Sentiment Detector
A program that learns from a list of comments to determine if a test set of comments have a positive or negative connotation.
Languages: Python.

Overview
This Python program takes a list of comments (training set) and uses them to determine whether another set of comments (test set) are considered positive or negative comments. The program takes the training set and test set as arguments. These sets are both text files that contain comments and a value of 0 or 1, which determines whether the comment is positive or negative.

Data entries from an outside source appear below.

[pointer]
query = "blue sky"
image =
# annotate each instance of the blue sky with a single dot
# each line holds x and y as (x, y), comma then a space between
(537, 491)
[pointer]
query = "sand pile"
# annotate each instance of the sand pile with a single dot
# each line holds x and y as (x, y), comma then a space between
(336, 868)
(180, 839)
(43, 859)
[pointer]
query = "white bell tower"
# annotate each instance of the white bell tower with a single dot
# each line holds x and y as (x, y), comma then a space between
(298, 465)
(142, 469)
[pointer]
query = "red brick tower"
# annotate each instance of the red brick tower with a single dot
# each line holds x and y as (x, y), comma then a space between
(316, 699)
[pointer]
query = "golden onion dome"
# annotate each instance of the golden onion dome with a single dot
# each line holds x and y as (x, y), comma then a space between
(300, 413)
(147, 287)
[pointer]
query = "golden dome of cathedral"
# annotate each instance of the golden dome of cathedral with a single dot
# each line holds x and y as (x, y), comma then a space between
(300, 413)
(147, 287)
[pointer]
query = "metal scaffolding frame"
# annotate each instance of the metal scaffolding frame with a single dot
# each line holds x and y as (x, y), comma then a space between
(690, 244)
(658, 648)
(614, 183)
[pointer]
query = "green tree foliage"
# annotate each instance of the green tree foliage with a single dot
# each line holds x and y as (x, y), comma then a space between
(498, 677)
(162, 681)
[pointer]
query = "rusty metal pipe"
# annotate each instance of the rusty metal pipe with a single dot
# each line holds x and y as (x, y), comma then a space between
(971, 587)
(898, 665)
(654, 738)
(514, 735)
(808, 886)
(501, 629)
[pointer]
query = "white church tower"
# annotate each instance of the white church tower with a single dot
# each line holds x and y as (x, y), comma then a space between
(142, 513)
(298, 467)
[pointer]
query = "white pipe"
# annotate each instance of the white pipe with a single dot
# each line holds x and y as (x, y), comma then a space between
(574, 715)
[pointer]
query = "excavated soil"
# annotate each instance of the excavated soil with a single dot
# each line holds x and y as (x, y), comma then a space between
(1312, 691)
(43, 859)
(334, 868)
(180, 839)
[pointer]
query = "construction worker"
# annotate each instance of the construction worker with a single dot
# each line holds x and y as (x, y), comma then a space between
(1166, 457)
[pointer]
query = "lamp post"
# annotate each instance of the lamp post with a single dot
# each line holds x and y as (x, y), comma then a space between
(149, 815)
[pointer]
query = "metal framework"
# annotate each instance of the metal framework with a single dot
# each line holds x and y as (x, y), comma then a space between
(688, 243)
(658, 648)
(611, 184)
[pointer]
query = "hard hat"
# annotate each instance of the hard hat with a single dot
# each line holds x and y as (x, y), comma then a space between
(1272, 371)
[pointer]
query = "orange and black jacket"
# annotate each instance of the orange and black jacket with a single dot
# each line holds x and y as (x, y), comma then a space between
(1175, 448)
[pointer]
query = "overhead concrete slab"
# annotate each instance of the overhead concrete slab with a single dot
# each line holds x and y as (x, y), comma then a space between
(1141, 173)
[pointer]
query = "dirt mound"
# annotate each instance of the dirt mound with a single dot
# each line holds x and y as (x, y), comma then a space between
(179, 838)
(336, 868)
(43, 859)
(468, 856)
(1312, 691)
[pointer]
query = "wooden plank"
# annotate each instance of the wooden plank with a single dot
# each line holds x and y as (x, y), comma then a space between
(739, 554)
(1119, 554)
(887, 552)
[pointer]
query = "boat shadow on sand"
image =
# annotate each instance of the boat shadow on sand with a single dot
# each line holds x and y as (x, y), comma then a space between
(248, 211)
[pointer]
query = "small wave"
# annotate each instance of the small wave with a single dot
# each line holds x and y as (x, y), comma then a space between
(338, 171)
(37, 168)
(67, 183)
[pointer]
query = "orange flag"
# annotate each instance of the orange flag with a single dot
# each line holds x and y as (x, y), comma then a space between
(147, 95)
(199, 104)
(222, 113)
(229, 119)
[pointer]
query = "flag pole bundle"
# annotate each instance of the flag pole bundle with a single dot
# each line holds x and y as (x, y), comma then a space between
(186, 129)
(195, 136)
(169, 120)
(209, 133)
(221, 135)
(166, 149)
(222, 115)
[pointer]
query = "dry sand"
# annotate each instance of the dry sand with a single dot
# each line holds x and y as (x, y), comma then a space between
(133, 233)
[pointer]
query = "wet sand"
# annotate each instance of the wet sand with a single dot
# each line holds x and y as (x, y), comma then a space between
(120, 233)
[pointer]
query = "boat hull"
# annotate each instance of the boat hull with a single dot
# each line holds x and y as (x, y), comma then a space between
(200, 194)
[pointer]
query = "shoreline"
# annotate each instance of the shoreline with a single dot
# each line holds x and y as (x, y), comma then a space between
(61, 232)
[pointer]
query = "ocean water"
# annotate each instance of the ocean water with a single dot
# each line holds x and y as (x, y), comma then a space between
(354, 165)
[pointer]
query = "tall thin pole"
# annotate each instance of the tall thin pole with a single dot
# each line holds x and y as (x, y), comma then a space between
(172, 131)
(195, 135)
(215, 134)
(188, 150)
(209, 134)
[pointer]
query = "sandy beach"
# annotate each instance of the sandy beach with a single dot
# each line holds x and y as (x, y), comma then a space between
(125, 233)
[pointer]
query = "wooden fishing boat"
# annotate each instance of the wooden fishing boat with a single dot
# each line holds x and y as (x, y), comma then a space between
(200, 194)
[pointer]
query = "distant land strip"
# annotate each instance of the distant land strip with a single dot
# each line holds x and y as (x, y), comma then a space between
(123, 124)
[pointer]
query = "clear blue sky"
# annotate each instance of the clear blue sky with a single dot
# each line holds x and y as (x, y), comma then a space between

The program then learns from the training set and uses that knowledge to make its best guess at which comments are positive or negative in the test set.
How Does It Work?
The program takes the training set and creates a vocabulary, or a list of words that it has learned from the training set.
Once it has created a vocabulary, the program will use the classifier find probabilities for all words in the vocabulary.
These probabilities include the number of times a word from the vocabulary is used or not used in the test set the probability of a word appearing or not appearing in a positive review and the probability of a word appearing or not appearing in a negative comment.
Finally, it uses these probabilities to decide whether the comments in the test set are positive or negative.
How to Compile and Use
- To compile, enter this into the command line: chmod +x sentiment.py
-
To start the program, enter this into the command line: ./sentiment.py "training data file" "test data file"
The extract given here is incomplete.